Large landholdings In the private land domain, attempts have been made in the preparation of expropriating land from large landlords, but to no avail. The main reason was that the political climate was not favourable. This explains why land has never been acquired through expropriation. It was purchased by the ALRO on voluntary basis only. So large landlords have not been affected by the land reform programme.
In the public land domain, the ALRO is faced with a more serious, uphill task. Large landholdings were allowed to sub-divide into smaller holdings so as to accommodate other members of the landholding clan, on the ground that they must be farmers and work on farm. But it was found later that certain landholdings were too large to sub-divide among family members who themselves might be ineligible to land allocation any way. A new system was designed and approved by the NLRC in 1992 to deal with large landholdings. In simple terms, they could utilise their land for a limited period of time and after that must return it to the ALRO. Alternatively, they can accept compensation payment instead. Compensation must be fair and sufficient, taking into account the actual uses of land.
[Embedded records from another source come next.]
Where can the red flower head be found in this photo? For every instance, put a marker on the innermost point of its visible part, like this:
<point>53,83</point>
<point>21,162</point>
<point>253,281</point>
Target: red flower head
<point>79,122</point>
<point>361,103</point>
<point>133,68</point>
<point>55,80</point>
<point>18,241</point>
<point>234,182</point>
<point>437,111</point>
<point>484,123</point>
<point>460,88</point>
The last resort for the ALRO is to exercise its powers over these large landholders on the asis that they do not conform with the land reform law and that land still belongs to the government. Under these circumstances, legal action will be taken. However, so far this still remains on the paper, and some groundwork is needed for effective implementation.
In conclusion, land reform in Thailand is infested with numerous problems, mostly in its implementation. Little has been made to effectively overcome these bottlenecks. Political will has not been consistent, nor steady. The past efforts by the government during 1992-1995 in distributing annually at least 4 million rais of land to the farmers in deteriorated forests. Though timely and long overdue, have in fact harmed the basic understanding of land reform concept (Following Sein Lin (28p. 29). This is viewed as a land settlement programme which is supplementary to land reform. In the Thai context, it will hardly alter the existing landholding structure.) vis-avis its implementation policy. The 1993-1995 land reform crisis has deterred land reform decision-makers from providing land ownership titles to the farmers. It will take a long while to get back to the land reform road again.